One of the widely used Android emulators for Windows, BlueStacks, was discovered with a major security flaw that could put millions of gamers at risk. If the user has installed a BlueStacks version prior to 10.40.1000.502, attackers can gain unauthorized access to the system.
The security issue arises from how BlueStacks stores its configuration files in the ProgramData directory. These files have permissions that allow anyone on the system to access and edit them. This means that even users without privileges can modify these files, posing a severe security risk.
The attacker would first set up a regular user account to exploit this vulnerability and then target the administrator account.

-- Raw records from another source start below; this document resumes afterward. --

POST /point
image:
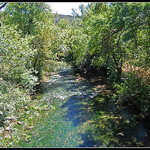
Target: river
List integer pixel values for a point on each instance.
(80, 118)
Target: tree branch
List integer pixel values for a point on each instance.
(3, 6)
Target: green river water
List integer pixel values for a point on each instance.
(80, 118)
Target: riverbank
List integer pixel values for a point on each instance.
(83, 115)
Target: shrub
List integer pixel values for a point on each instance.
(134, 95)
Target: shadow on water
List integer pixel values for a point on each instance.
(84, 113)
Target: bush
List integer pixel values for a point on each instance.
(134, 95)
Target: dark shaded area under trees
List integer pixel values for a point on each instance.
(108, 39)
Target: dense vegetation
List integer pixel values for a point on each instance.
(107, 39)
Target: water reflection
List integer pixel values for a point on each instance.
(81, 119)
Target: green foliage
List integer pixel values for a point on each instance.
(134, 95)
(15, 53)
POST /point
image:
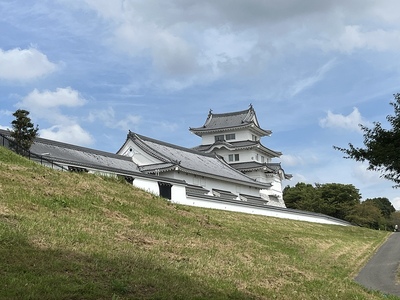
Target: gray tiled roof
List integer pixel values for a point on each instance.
(237, 146)
(190, 160)
(253, 165)
(81, 156)
(239, 119)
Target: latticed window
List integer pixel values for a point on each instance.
(230, 136)
(233, 157)
(219, 138)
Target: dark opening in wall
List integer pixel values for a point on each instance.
(77, 169)
(165, 189)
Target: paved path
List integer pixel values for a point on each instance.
(381, 270)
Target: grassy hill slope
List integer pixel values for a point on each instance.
(80, 236)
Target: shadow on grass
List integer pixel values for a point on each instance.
(29, 272)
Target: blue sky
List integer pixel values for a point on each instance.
(90, 70)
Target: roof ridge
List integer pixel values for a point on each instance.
(145, 138)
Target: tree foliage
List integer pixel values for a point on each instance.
(23, 130)
(342, 201)
(366, 214)
(381, 146)
(383, 204)
(333, 199)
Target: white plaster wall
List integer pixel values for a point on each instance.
(240, 135)
(281, 213)
(147, 185)
(211, 183)
(178, 193)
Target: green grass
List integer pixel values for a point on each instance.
(80, 236)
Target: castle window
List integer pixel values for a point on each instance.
(233, 157)
(230, 136)
(219, 138)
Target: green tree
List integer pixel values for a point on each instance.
(366, 214)
(384, 205)
(338, 198)
(23, 131)
(381, 146)
(333, 199)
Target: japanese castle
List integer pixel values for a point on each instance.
(230, 170)
(231, 162)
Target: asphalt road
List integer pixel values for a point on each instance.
(381, 270)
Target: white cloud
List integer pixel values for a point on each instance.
(73, 134)
(46, 106)
(108, 118)
(354, 37)
(191, 43)
(308, 82)
(48, 99)
(349, 122)
(396, 202)
(291, 160)
(24, 64)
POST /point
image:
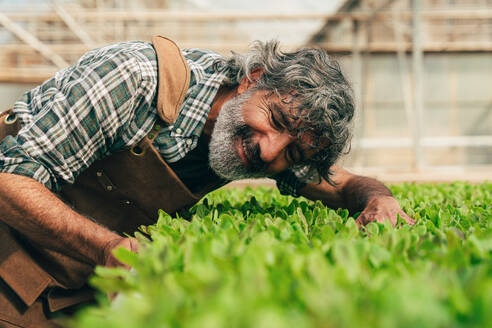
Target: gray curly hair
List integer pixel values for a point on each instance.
(314, 82)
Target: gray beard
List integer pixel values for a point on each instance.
(223, 156)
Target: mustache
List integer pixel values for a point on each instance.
(252, 150)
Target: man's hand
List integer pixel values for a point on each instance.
(357, 194)
(109, 260)
(382, 208)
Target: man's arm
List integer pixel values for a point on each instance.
(31, 209)
(361, 194)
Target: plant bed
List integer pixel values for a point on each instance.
(254, 258)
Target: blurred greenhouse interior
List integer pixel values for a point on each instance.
(421, 69)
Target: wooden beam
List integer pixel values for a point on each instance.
(70, 49)
(32, 41)
(417, 66)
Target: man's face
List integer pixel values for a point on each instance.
(250, 138)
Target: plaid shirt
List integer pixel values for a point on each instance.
(105, 103)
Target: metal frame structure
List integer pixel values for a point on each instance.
(63, 34)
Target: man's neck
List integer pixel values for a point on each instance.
(224, 94)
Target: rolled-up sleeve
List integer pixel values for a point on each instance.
(82, 114)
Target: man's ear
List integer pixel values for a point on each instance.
(246, 83)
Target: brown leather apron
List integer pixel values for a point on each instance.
(121, 192)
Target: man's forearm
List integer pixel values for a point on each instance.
(358, 190)
(35, 212)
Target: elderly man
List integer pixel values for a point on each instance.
(96, 150)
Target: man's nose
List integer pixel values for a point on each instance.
(272, 145)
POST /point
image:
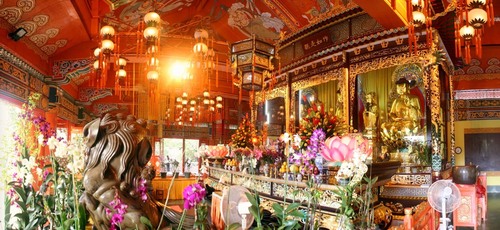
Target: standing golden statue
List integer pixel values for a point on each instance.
(403, 118)
(370, 115)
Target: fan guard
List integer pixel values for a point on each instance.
(440, 190)
(231, 198)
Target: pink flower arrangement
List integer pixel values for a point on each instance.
(340, 149)
(217, 151)
(120, 209)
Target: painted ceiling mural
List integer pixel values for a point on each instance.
(32, 16)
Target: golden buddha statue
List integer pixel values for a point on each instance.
(403, 118)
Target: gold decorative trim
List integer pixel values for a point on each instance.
(268, 95)
(282, 13)
(475, 77)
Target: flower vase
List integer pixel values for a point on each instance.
(343, 181)
(266, 169)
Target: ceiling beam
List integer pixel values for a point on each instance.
(383, 12)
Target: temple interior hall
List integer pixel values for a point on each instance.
(250, 114)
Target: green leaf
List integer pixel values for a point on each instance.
(277, 208)
(20, 192)
(146, 222)
(298, 213)
(291, 207)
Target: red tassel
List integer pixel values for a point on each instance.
(216, 72)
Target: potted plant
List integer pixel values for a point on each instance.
(175, 163)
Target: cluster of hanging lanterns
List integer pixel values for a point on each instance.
(152, 35)
(471, 16)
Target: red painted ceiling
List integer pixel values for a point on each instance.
(68, 29)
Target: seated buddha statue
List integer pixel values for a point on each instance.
(403, 117)
(370, 115)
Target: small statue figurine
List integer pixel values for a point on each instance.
(339, 106)
(403, 118)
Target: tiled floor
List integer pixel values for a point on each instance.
(492, 216)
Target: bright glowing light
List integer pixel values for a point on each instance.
(178, 69)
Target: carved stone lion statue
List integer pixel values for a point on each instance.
(117, 152)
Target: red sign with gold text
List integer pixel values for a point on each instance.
(317, 41)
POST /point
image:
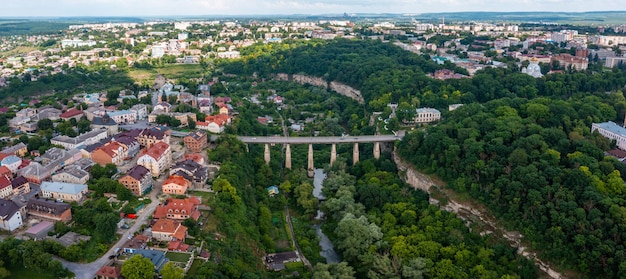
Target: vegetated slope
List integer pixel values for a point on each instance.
(537, 166)
(384, 229)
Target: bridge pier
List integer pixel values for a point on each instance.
(288, 156)
(355, 154)
(377, 150)
(311, 168)
(267, 153)
(333, 154)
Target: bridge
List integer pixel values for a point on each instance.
(288, 141)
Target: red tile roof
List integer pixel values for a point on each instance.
(110, 272)
(157, 150)
(189, 205)
(5, 181)
(220, 119)
(70, 113)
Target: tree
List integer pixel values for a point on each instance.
(138, 267)
(190, 123)
(45, 124)
(171, 271)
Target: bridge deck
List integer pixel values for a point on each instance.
(321, 140)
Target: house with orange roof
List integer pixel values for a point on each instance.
(168, 230)
(6, 189)
(156, 158)
(112, 152)
(176, 185)
(214, 123)
(196, 157)
(71, 113)
(5, 171)
(178, 209)
(109, 272)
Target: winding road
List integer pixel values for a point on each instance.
(88, 270)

The attacker will need the target to install a vulnerable version of BlueStacks. Once installed, an attacker could modify a BlueStacks configuration file, such as Nougat32.bstk, to gain access to the C drive of the Windows system. Additionally, the attacker can install a malicious app on the Android system, which will run every time BlueStacks is started. When the target uses BlueStacks, the malicious app installs its code in its startup directory. This malicious code executes on the next reboot of the computer, allowing the attacker to control the system with elevated privileges of the target.
If exploited, this vulnerability might allow an attacker to install malicious software, steal personal information, and gain control of a victim’s computer. To defend against this issue, users should update BlueStacks to the most recent version as soon as feasible. Once downloaded and installed, the latest version released by developers will reduce this risk to the user’s system.